A study conducted by the Forestry Research Institute of Ghana of the Council for Scientific and Industrial Research (FORIG-CSIR), has indicated that about 50,000 Chinese miners had left China for Ghana to engage in illegal mining, popularly called “galamsey.”
The Chinese miners are from Shanglin County in Guangxi Province where mining is a tradition.
According to the findings, the Chinese, who have established more than 2,000 mining operations and introduced intensification in the illegal mining activities, forms 66 per cent, while local (native to the community) is 20 per cent with others, (non-native to the community) forming 38.7 per cent.

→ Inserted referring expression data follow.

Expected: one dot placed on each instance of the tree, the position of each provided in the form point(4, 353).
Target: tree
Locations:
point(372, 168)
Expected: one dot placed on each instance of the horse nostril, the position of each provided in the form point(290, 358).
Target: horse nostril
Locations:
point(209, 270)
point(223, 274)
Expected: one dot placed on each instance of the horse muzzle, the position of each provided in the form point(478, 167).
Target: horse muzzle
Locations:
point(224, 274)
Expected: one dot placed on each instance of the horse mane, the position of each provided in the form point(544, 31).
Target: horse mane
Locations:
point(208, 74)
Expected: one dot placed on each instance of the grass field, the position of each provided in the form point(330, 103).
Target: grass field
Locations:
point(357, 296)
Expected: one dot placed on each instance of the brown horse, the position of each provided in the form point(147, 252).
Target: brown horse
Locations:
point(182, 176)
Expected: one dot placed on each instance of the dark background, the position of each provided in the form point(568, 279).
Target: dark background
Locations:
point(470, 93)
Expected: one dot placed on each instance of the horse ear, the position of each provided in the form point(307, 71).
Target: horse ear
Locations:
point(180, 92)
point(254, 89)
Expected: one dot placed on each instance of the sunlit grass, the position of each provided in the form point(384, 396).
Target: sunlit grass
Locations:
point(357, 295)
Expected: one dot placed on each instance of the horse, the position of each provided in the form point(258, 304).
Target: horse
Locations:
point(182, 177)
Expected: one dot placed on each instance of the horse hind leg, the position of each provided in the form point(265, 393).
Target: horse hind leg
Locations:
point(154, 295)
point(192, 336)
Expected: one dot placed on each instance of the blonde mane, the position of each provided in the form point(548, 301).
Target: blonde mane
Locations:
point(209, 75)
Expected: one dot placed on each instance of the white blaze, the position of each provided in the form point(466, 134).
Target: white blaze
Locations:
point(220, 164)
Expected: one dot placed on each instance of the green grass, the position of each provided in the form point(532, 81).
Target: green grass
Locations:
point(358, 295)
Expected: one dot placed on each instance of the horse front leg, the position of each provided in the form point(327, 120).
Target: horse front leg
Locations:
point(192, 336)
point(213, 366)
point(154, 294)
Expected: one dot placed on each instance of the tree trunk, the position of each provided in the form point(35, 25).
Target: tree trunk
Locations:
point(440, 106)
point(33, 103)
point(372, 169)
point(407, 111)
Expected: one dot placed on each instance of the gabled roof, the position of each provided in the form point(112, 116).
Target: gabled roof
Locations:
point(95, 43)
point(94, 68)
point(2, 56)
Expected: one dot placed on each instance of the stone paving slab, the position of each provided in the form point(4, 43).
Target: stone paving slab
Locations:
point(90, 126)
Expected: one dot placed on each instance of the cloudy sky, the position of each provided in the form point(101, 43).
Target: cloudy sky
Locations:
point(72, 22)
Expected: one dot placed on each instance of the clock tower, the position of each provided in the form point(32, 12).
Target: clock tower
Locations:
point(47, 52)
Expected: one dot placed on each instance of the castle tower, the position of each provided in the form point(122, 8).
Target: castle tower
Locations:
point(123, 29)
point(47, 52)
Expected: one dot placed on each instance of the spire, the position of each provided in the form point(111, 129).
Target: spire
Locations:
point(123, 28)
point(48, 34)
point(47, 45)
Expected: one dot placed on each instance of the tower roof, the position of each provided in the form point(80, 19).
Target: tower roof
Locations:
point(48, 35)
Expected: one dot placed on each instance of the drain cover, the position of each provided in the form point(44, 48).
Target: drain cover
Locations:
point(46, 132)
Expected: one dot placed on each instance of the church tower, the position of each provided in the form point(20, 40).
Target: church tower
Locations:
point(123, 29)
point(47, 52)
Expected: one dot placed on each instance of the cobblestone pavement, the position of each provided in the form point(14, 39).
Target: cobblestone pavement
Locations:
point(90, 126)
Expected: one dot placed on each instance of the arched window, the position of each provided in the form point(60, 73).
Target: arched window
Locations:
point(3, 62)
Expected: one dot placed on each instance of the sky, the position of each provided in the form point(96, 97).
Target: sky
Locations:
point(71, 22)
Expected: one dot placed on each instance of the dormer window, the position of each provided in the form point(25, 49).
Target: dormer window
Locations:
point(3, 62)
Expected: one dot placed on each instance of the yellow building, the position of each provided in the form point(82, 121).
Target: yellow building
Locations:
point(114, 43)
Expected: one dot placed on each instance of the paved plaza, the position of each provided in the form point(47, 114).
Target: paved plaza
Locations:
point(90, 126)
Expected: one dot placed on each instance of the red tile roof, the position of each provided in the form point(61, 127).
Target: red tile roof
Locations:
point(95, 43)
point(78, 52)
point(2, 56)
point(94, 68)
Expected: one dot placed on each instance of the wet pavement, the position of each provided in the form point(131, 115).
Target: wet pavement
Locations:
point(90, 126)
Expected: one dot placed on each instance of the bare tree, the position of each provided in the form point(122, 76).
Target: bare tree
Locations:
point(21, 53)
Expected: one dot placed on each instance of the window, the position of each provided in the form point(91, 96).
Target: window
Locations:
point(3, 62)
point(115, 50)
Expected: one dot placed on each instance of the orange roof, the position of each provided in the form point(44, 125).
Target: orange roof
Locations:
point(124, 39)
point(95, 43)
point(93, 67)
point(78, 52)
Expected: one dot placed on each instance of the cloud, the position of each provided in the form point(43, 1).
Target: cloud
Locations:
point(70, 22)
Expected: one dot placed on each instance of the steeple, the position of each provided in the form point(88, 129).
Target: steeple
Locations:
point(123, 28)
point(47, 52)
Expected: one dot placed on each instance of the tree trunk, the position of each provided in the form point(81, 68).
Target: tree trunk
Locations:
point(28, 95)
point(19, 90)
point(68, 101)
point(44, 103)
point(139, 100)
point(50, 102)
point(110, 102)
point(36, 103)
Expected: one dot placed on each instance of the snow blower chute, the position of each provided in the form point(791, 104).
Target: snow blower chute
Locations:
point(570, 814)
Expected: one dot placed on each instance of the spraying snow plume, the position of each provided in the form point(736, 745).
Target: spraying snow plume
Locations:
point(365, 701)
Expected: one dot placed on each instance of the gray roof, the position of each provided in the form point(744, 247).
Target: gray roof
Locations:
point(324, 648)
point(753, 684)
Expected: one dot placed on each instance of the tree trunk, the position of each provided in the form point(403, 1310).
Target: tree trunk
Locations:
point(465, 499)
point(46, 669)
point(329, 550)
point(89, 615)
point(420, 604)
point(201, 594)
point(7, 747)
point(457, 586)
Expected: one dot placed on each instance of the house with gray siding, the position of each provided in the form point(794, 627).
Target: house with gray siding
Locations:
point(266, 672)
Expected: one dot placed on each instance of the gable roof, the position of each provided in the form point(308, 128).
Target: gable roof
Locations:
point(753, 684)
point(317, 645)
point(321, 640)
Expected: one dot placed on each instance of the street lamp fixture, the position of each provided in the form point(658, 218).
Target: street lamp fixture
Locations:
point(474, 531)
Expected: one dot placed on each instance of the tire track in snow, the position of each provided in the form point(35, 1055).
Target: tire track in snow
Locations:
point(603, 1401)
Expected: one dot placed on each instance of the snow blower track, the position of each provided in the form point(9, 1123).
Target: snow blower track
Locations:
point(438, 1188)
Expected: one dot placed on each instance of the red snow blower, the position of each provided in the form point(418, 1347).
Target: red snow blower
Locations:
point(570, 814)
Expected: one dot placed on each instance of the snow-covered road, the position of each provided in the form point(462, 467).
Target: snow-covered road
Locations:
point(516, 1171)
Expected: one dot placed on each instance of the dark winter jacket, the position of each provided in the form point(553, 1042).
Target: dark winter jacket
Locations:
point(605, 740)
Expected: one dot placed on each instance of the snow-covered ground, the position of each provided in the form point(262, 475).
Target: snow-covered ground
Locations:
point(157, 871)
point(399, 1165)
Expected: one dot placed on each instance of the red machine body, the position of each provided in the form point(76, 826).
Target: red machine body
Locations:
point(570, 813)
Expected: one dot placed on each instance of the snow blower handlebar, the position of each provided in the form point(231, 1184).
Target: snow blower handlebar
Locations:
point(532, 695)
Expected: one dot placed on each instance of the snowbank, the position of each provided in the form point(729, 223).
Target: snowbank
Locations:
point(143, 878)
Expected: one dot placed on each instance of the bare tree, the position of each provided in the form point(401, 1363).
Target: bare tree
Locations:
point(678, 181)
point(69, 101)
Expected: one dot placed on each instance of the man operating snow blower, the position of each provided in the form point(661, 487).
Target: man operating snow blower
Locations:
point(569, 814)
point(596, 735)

Dr (Mrs) Beatrice Darko Obiri, a principal research scientist of the FORIG-CSIR, disclosed these at a symposium organised by the institute as part of efforts to strengthen relations with end-users of its products.
She pointed out that the ban on galamsey resulted in a massive improvement in water quality, a stop of land degradation and destruction of farmlands, enhanced soil fertility, reduced pits, improved cocoa production and access to farmlands among others.
Dr Darko Obiri, however, viewed that the ban worked in the short term, “but need to be intensified as many displaced illegal miners have no meaningful alternative jobs”, and that, “they are sitting on the fence to switch back into action”.
She observed that weak law enforcement, complexities with the inflow of foreign nationals, technology, equipment, labour and finance in the illegal operations were very alarming.
On the communities’ willingness to pay to restore degraded mined sites, she said the research indicated about 82.78 per cent were willing to pay saying, “the restoration of galamsey-degraded lands in Ghana is possible if a bottom-up approach is adopted where local communities are put at the centre of affairs and made to own restoration processes through community-based payment for ecosystem services-like scheme.”
On his part, Dr James K. Korang, research scientist, touching on utilizing bioenergy to save the environment, realized that about 60 per cent of Ghana’s rural population still depended on bioenergy mostly charcoal and firewood source from the wild, and that to meet the growing needs of such key energy source,” there is the need for sustainable production.”
He, therefore, proposed a sustainable wood fuel production workshop to bring all involved in the wood fuel value chain (investors, researchers, transporters, producers, regulators and consumers) to discuss the way forward for this important energy source.